Notre monde, dit il, meurt de la non congruence de ses élites. Poutine ou Trump, Marine Le Pen ou le Brexit démontrent la perte des repères et des valeurs qui risque de marquer ce début de siècle. Ok pour ça mais pourquoi ne pas penser que chaque époque connait des périodes de "recentrage", des "glissements". L'islam, et surtout son enfant terrible "l'islamisme politique" ne fait que remplir le vide effectivement laissé par le recul de nos valeurs de progrès et de démocratie. "l'homme" est un animal croyant que ce soit au progrès, à la science, à la politique ou enfin à la religion. Quand tous les autres s'affaiblissent, il reste cette dernière...dernier rempart, dernière pensée magique pour échapper à l'absurdité originelle de notre présence sur Terre.

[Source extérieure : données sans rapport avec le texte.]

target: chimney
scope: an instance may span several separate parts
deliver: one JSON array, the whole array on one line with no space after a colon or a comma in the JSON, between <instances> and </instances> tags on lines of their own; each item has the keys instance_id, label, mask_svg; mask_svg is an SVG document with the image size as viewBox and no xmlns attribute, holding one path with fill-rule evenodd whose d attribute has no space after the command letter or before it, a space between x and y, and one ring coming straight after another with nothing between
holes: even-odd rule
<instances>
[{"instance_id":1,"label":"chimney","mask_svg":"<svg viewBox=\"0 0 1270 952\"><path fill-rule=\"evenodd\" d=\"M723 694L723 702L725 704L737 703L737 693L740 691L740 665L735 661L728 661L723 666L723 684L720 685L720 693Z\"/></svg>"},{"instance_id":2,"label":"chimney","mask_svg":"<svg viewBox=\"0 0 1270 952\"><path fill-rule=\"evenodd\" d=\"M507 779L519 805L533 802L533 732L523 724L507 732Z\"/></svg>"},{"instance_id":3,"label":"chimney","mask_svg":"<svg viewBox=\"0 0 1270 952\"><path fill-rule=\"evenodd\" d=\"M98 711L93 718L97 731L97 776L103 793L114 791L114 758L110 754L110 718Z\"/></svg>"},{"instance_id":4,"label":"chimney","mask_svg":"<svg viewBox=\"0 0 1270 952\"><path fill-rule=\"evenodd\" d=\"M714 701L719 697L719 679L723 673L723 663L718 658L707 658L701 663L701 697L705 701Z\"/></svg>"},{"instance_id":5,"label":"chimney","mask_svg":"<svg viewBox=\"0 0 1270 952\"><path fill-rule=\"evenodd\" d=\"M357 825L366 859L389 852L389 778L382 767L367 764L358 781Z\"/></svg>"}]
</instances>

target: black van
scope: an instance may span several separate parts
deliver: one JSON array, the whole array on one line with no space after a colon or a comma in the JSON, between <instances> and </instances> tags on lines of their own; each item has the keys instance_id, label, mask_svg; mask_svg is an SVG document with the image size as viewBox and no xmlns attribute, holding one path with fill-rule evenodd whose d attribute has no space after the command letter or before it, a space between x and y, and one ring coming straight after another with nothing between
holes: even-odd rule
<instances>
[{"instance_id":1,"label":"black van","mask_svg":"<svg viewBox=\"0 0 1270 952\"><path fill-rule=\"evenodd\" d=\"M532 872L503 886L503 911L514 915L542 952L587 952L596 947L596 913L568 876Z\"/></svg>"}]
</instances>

La décadence oui, mais comme le moyen de retrouver un équilibre autour de valeurs plus en phase avec les pensées, les modes de vie et le minimum de croyance nécessaire à une vie policée.

A son tour, notre philosophe ne fait que dénoncer sans apporter la moindre pierre à un édifice, sans nous dire si un projet est encore possible dans le cadre de notre occident chrétien. Cher Michel, si je puis me permettre, vous ne faites par cet ouvrage qu'ajouter à la confusion ambiante.  A moins...que...dans un prochain opus notre graphomane n'écrive une suite ou plutôt un complément à son constat glacial. Après tout et sur la vaste échelle du temps, une décadence annonce une autre société, d'autres rêves humains. Ne nous enlevez pas ça, cher Michel!

Donc mes conseils de lecture   avant Onfray:  Arnold Toynbee



et avec un peu de chance celui de Gaston Bouthoul, inventeur de la "polémologie"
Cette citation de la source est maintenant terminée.